SNI.ID, AMBON : Raja Negeri Tengah-Tengah, Umar Tuharea, menyampaikan bahwa penggunaan Alokasi Dana Desa (ADD) dan Dana Desa (DD) di wilayahnya selama tiga tahun terakhir diprioritaskan untuk penyediaan air bersih serta rehabilitasi rumah bagi keluarga kurang mampu. Program perbaikan rumah ini berjalan sejak 2023 hingga 2025 dan sudah mencakup sembilan unit.
“Selain air bersih dan rehab rumah, DD juga diarahkan untuk pembangunan drainase dan sejumlah kegiatan pemberdayaan masyarakat,”ungkap Tuharea kepada wartawan, Minggu (23/11/25).
Umar Tuharea menegaskan bahwa dirinya mengambil kebijakan satu kegiatan fisik utama setiap tahun. Tahun sebelumnya, air bersih menjadi fokus utama karena Negeri Tengah-Tengah mewakili Provinsi Maluku dalam lomba percepatan penurunan stunting tingkat nasional dan berhasil meraih juara dua.
“Penghargaan baru kami terima di Jakarta. Karena itu, tahun depan kami tetap memprioritaskan penurunan stunting,” ujarnya.
Namun demikian, ia menyebut adanya tantangan baru terkait perubahan regulasi dari pemerintah pusat. Aturan yang awalnya mengacu pada PMK 19 kini diganti dengan Perpres, sehingga anggaran desa secara otomatis mengalami pemotongan.

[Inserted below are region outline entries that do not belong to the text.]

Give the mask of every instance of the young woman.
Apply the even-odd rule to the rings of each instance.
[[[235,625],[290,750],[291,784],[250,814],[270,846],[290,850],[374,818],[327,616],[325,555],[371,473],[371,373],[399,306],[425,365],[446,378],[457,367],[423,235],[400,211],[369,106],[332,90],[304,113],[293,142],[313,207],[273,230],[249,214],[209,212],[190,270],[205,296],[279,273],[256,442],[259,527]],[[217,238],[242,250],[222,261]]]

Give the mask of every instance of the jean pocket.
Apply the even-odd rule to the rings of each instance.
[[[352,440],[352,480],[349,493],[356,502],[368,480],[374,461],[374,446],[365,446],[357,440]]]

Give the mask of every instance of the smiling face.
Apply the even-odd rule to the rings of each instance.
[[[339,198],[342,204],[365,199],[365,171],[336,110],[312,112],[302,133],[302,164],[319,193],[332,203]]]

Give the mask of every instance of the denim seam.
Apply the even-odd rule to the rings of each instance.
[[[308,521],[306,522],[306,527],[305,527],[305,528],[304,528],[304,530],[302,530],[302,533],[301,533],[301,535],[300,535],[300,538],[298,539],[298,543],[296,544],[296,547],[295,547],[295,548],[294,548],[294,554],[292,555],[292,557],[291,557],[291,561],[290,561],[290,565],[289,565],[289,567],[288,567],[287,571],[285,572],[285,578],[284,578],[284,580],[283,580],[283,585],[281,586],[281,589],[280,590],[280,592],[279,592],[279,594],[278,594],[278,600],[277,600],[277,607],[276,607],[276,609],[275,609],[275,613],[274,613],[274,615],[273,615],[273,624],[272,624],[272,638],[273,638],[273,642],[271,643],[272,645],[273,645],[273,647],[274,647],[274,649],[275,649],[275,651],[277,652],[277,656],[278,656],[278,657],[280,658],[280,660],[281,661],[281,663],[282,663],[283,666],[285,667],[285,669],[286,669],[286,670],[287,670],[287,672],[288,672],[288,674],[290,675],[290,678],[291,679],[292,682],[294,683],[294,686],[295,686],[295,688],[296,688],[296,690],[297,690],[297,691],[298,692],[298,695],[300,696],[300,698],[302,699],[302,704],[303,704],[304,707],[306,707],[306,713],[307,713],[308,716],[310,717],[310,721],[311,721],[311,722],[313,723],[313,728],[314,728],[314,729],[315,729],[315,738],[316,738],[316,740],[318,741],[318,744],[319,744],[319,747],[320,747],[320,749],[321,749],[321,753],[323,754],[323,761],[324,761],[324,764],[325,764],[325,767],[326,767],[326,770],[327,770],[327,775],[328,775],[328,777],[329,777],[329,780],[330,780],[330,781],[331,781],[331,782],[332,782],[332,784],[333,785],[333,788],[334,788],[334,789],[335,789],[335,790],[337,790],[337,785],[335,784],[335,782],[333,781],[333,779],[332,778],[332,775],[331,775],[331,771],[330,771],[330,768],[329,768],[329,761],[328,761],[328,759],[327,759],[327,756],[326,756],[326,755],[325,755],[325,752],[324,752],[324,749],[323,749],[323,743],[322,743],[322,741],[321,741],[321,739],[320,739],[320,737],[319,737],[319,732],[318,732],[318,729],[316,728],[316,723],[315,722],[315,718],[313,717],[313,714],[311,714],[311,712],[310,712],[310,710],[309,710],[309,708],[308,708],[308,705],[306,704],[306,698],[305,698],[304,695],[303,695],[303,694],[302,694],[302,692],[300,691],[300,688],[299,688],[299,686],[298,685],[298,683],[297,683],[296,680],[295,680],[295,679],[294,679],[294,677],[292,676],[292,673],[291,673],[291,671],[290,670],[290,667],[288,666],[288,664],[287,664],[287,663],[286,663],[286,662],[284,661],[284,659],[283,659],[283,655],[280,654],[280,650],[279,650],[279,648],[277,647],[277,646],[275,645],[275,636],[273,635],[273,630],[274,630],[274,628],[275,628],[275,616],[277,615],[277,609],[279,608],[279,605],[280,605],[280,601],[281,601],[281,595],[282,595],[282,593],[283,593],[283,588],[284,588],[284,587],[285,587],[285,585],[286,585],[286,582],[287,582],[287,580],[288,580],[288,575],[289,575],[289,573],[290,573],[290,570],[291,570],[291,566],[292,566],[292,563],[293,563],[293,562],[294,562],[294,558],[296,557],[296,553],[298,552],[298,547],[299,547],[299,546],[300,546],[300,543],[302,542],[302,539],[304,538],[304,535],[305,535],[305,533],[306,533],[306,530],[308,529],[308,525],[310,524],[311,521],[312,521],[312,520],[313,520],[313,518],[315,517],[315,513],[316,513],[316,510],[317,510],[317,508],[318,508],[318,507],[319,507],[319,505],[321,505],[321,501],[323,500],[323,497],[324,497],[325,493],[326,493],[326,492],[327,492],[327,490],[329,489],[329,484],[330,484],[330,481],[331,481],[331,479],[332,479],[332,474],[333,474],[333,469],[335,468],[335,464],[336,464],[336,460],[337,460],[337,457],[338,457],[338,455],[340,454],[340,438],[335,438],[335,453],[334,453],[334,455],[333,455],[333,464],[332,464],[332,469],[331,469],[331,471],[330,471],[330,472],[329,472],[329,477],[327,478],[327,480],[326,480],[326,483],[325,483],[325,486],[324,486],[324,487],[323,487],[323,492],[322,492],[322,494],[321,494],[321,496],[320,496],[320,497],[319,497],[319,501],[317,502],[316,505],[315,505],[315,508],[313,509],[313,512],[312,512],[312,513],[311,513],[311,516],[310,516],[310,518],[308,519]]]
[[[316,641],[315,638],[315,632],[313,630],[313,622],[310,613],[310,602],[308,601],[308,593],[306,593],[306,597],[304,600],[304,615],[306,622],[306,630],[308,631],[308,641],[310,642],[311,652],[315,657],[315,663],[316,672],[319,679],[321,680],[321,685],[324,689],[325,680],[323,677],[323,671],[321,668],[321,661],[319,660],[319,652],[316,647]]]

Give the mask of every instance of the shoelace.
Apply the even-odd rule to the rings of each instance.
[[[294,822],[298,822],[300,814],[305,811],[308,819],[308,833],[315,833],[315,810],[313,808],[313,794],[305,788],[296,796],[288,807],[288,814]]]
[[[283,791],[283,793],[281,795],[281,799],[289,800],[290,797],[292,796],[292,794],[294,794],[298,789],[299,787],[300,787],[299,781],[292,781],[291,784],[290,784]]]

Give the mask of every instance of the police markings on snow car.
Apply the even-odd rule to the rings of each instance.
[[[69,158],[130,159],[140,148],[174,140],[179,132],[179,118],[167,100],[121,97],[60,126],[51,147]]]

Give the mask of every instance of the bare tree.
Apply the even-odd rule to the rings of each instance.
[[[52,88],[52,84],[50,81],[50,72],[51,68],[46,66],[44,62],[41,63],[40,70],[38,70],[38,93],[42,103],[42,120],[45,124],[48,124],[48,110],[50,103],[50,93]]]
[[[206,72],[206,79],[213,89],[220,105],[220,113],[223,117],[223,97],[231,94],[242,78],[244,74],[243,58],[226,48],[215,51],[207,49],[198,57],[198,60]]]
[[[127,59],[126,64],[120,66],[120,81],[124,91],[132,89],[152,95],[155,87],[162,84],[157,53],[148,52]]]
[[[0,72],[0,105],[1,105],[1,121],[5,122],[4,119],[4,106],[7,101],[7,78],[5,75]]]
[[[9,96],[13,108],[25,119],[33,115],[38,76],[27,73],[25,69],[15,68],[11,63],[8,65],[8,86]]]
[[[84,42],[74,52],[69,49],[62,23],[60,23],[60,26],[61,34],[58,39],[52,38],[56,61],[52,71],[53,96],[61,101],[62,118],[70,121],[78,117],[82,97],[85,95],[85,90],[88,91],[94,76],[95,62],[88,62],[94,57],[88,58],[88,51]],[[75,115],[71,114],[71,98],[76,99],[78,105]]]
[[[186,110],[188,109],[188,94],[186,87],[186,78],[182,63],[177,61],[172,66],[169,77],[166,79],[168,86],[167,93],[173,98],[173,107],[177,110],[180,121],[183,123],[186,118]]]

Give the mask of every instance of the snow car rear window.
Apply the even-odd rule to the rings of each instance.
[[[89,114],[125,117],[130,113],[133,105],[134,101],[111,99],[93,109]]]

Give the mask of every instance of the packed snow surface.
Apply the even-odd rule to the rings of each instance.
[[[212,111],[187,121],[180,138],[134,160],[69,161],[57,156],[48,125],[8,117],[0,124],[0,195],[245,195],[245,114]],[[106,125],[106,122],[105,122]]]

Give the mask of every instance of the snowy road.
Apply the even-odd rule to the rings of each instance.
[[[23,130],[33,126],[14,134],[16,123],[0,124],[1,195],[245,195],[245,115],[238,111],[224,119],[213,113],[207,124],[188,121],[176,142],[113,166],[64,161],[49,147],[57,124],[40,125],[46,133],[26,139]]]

Untuk BUMDes, Umar menjelaskan tahun sebelumnya pemerintah negeri mengalokasikan sekitar 20 persen atau sebesar Rp225 juta. Dana tersebut difokuskan pada usaha ayam petelur yang kini sudah memasuki tahap akhir persiapan.
“Insyaallah produksi ayamnya akan didatangkan oleh pihak pengusaha besok, dan Desember ini sudah mulai berjalan. Selain ayam petelur, BUMDes Tengah-Tengah juga memiliki usaha mobil angkut, layanan fotokopi, serta rental foto,”jelasnya.
Menurutnya, pemotongan anggaran oleh pemerintah pusat berimbas pada penyederhanaan sejumlah program prioritas. Program-program yang sebelumnya dirancang melalui Musrenbang dipastikan akan mengalami penyesuaian.
Karena itu, Umar menegaskan bahwa pemerintah negeri akan segera berkoordinasi dengan lembaga Saniri untuk melakukan revisi program sesuai kemampuan anggaran.